Depth had no effect on either species richness or species diversity even when seed abundance was taken into account.
Accumulation curves
Species accumulation curves showed that control sites were always at a lower level of species richness for the same sampling effort, but their confidence intervals tended to overlap beyond 20 samples (Figure 3). Chao1 estimator was 38.4 species for the bulk of sleeping sites and 25.7 species for the bulk of control sites, but with an overlap between their 95% confidence intervals (33.5-59.3 and 22-43.8 species, respectively). Similar conclusions could be reached from Chao2 confidence intervals (35.3-80.9 and 23.2-56.4 species, respectively).
Seed size distribution
Depth, seed size and latrine effect (defecation vs.control areas) were not independent factors (G = 14.0, df = 12, P < 0.0001). The depth distribution of seeds did not differ between defecation areas and their controls (G = 2.48, df = 2, P = 0.29). The seed size distribution varied with the type of site (G = 95.7, df = 2, P < 0.0001): very small seeds were overrepresented in sleeping sites compared to controls (Table 3).
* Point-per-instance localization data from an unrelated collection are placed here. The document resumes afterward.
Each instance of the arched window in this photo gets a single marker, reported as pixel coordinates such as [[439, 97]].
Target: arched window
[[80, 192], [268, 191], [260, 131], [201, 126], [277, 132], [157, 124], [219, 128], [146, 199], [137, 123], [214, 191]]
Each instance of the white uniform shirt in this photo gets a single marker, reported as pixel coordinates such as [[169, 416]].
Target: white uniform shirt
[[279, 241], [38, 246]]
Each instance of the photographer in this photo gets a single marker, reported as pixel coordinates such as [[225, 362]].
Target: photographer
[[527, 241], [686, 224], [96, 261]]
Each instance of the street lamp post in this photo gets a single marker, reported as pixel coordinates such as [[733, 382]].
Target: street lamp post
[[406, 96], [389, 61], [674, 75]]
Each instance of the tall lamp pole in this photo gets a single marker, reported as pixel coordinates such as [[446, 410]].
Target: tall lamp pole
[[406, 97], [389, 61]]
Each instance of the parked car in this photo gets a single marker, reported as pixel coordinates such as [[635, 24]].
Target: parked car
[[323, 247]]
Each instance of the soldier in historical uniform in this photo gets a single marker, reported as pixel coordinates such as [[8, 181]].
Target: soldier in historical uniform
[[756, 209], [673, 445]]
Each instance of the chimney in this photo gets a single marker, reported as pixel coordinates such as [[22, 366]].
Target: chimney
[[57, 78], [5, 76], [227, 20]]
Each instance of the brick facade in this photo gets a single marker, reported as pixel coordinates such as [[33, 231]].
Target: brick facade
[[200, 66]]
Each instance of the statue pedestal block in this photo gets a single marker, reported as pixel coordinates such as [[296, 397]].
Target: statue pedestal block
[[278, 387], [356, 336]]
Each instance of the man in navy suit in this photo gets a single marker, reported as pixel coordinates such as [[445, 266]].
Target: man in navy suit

The seed size distribution varied also with depth (G = 25.1, df = 4, P < 0.0001): the smallest seeds (size class 1)were overrepresented in the top layer (0-2 cm) while size class 2 was overrepresented in deeper layers (2-4 and 4-6 cm). The discrepancy between very small (class 1) and moderately small (class 2) seeds in the depth at which they accumulated in the soil was ascertained in sleeping sites but was also apparent, although to a lesser extent, in controls.
Seed viability
The proportion of viable seeds decreased with depth (Figure 4, Table 2). In defecation areas, viable seeds were on average in a higher proportion than in control areas and this was true whatever the depth and the sleeping site.
Pioneer species
Compared with control areas, pioneer species were significantly concentrated in defecation areas (χ2 = 134, P < 0.0001): there were 2321 vs 308 seeds of pioneer vs non-pioneer species in defecation areas while the ratio was 66:60 in control areas.
DISCUSSION
Endozoochory by red howler monkeys can result in a high abundance and species richness of small seeds in the soil under their sleeping sites, in line with the large numbers of small seeds in howler monkey faeces (Andresen 2002b), although strong discrepancies were observed between the three sleeping sites. Our results are consistent with those of Julliot (1992) who observed that there were ca 50 % more species in the soil seed bank under defecation areas compared to controls. Julliot (1997) also measured an increase of seedling abundance under sleeping sites for five of six selected large-seeded species dispersed by howler monkeys. Generally, and as for most other dispersers, too, seed dispersal by red howler monkeys can contribute to a highly heterogeneous distribution of small as well as of large seeds as observed for other large primates (e.g. spider monkey, Ateles paniscus), ungulates (e.g. tapir, Tapirus terrestris) or birds (e.g. cock-of-the-rock, Rupicola rupicola) in the same study area (F.F., pers. obs., Théry & Larpin 1993).